DETIENEN EN BAHÍA BLANCA A DIRIGENTES DE LA UOCRA

La cúpula de la Unión Obrera de la Construcción de la República Argentina (UOCRA) fue detenida esta madrugada en operativos que se hicieron en Bahía Blanca, Monte Hermoso y Coronel Suárez.
Los cargos de los que los acusa el fiscal Gustavo Zorzano son asociación ilícita y extorsión.
Entre los 10 detenidos se encuentra el máximo dirigente del sindicato, Humberto Monteros, quien fue arrestado en Monte Hermoso con valijas que tenían alrededor de 1.500.000 pesos.
Además arrestaron a José Burgos, Pablo Gutiérrez, Nelson Cabrera, Carlos Carrillo, Mario González, Raúl Erbín, Sergio Vázquez, Aníbal Aranda y David Muñoz.

Según la denuncia, la cúpula gremial exigía pagos por fuera de lo convenido a empresarios. Si no aceptaban, frenaban obras en distintos rubros. Por ejemplo esta semana, autoridades de la firma Panedile, a cargo de los trabajos de remodelación de la planta depuradora de la Primera Cuenca, reclamaron por aprietes y detención de las tareas.

También se acusa a los sindicalistas de obligar a las compañías a contratar determinadas firmas de transporte, de baños químicos, de indumentaria y de catering, cuyos dueños estarían vinculados con el propio gremio, pagando sobreprecios.
Tras las denuncias públicas, incluyendo las manifestaciones de la gobernadora María Eugenia Vidal en el Club Olimpo durante la campaña electoral, a principios de octubre renunciaron los principales referentes de la UOCRA, que desde entonces quedó a cargo del interventor Ricardo Rodríguez, gremialista de la construcción de Trenque Lauquen.

En paralelo a las denuncias en Bahía Blanca, se avanzó también con el sindicato delegación La Plata, donde fue detenido a fines de septiembre el histórico dirigente Juan Pablo “Pata” Medina, acusado por extorsiones y otros delitos.
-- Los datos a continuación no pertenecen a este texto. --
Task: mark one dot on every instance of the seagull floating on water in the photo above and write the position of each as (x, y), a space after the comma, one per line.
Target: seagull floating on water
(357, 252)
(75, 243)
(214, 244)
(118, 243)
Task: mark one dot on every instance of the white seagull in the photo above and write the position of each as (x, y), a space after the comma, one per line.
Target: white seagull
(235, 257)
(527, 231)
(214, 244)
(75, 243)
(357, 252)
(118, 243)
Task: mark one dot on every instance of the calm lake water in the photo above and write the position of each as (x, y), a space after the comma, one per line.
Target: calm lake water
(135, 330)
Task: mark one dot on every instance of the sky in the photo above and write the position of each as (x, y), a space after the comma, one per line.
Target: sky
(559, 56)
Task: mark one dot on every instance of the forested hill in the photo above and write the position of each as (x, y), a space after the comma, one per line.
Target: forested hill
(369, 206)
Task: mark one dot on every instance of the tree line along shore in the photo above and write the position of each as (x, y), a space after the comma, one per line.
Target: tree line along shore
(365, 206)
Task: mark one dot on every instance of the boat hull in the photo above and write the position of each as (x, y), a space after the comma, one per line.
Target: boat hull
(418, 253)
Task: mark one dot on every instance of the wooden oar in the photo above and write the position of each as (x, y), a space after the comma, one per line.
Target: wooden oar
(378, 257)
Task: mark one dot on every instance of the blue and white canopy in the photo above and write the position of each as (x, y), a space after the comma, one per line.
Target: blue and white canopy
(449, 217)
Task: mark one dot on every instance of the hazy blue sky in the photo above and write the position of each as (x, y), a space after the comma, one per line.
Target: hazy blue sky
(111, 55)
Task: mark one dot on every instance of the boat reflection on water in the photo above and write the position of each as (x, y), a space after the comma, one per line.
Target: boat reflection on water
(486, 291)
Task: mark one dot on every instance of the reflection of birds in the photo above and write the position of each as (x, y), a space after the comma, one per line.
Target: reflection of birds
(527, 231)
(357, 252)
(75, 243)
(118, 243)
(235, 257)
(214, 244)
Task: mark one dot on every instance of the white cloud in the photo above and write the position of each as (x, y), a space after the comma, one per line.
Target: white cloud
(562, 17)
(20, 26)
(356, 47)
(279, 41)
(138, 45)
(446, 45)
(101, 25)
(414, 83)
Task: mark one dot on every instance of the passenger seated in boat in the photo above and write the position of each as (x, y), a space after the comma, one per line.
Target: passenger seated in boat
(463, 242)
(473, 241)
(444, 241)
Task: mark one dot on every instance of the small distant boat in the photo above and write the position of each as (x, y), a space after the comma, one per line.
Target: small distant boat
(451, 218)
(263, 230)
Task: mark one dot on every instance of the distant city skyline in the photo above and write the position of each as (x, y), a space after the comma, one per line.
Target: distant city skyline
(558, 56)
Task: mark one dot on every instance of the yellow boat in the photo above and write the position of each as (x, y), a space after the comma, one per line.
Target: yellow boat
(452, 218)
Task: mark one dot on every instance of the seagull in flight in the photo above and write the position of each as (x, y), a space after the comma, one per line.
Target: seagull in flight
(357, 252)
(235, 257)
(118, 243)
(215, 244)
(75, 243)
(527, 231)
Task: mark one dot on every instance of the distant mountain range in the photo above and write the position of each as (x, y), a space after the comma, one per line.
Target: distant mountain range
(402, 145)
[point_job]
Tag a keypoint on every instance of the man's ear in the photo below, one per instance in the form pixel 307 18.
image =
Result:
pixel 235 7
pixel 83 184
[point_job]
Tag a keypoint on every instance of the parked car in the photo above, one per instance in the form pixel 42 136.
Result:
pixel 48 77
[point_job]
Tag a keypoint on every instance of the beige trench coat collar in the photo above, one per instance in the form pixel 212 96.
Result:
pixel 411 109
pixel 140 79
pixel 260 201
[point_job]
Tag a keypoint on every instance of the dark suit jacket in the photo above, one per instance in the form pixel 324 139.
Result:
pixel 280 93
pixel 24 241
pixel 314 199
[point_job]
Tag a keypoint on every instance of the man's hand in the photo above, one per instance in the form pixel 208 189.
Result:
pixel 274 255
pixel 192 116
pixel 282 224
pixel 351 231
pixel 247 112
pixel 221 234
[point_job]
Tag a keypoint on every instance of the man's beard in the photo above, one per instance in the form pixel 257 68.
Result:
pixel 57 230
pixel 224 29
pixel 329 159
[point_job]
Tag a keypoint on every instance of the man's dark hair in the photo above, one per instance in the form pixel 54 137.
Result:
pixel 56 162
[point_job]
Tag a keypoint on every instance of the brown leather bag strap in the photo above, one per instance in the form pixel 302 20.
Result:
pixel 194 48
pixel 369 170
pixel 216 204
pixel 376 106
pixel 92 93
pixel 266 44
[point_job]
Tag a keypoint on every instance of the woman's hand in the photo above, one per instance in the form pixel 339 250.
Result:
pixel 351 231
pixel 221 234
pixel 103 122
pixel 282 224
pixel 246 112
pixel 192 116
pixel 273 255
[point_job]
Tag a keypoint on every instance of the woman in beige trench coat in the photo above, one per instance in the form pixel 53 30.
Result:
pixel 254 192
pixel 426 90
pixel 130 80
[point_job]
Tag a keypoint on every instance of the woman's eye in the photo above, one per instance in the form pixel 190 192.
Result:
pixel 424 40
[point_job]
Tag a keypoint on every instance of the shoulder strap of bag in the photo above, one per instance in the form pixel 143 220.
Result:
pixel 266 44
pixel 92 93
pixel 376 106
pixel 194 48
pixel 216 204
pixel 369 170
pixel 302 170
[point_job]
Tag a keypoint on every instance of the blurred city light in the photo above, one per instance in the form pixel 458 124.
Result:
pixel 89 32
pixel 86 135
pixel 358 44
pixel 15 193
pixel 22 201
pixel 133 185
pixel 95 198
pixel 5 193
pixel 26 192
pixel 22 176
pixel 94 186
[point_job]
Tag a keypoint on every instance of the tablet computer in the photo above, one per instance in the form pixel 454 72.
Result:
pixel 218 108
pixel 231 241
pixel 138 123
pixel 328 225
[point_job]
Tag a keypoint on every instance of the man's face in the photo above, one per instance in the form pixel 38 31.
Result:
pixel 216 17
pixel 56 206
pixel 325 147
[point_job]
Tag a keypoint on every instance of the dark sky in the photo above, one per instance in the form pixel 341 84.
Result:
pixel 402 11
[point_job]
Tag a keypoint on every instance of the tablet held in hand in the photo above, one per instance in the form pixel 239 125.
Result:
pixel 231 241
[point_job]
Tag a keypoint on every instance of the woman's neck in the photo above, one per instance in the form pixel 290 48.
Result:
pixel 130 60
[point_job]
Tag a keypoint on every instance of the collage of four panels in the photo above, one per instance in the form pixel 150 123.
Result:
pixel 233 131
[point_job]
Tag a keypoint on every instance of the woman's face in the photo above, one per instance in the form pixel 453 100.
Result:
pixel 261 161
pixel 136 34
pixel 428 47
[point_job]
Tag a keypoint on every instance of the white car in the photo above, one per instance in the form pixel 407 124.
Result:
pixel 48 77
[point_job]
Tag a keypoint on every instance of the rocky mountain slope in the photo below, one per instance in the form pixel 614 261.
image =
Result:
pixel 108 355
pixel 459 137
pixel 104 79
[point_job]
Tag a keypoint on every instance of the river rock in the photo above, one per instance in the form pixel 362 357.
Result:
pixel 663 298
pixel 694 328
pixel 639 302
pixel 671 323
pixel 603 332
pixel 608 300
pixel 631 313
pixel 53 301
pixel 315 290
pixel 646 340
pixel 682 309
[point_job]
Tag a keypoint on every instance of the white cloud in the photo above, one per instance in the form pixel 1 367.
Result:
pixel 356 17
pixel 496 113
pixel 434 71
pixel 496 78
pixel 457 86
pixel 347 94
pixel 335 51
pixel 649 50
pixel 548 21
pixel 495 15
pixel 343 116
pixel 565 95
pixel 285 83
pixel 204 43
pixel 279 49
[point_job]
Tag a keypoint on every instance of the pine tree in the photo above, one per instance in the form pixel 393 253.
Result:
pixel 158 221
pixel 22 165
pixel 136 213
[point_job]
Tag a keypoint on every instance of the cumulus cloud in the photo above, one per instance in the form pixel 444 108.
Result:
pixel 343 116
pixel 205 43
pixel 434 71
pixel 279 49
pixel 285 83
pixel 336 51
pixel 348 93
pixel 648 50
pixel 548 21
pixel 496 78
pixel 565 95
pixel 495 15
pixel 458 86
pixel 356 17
En septiembre del año pasado empresarios alertaron a La Nueva. sobre la modalidad de la Unión Obrera de la Construcción de la República Argentina local en su accionar para pedirles pagos directos y la contratación de proveedores con precios superiores a los del mercado, con presuntos vínculos con los dirigentes del sindicato.

En aquel momento las principales obras paralizadas eran las de la ruta 51 y la 60 y los empresarios bahienses alertaron sobre la posibilidad de que se vean demoradas las tareas en los parques eólicos que se estaban levantando.

El 19, el delegado local de la Cámara Argentina de la Construcción Pablo Quantín señaló que “la situación es muy compleja” y denunció que las obras estaban paralizadas hacía casi una semana.

Por la tarde, los entonces dirigentes de la UOCRA local salieron a responderle a Quantín negando “aprietes” y señalando que lo único que buscaban era “mejorar las condiciones laborales”.

Un día después, en su visita a Bahía la gobernadora María Eugenia Vidal se refirió al conflicto y dijo que los trabajadores “no pueden perder su trabajo por la intervención mafiosa de un sindicato” y denunció públicamente que el gremio obligaba a los contratistas a emplear determinados proveedores de comida, transporte y equipamiento.

Tras las fuertes declaraciones de Vidal, la Unión Industrial local apoyó la denuncia en un comunicado con el título de “Negociar no es imponer” y repudió el accionar del gremio. También se sumaron varias empresas que denunciaron los mismos problemas que Quantín.

El 23, la Cámara de la Construcción comunicó que avanzaba en una denuncia penal contra la UOCRA por los delitos de extorsión, amenazas, intimidación y hasta de asociación ilícita.

Días más tarde, el intendente de Bahía, Héctor Gay se sumó a los reclamos y le pidió a la Justicia que actúe de oficio e investigue a los dirigentes sindicales locales. Sobre la tarde, la Fiscalía General tomó la posta y puso al fiscal Gustavo Zorzano, de Delitos Complejos, a trabajar en la causa.
Los dirigentes sindicales volvieron a negar las actitudes y se cruzaron otra vez con la gobernadora, para terminar renunciando a principios de octubre.

El 5 de octubre se nombró a Ricardo Rodríguez como interventor y varios días después desde la Provincia estimaron que los costos de producción bajarían un 25 %.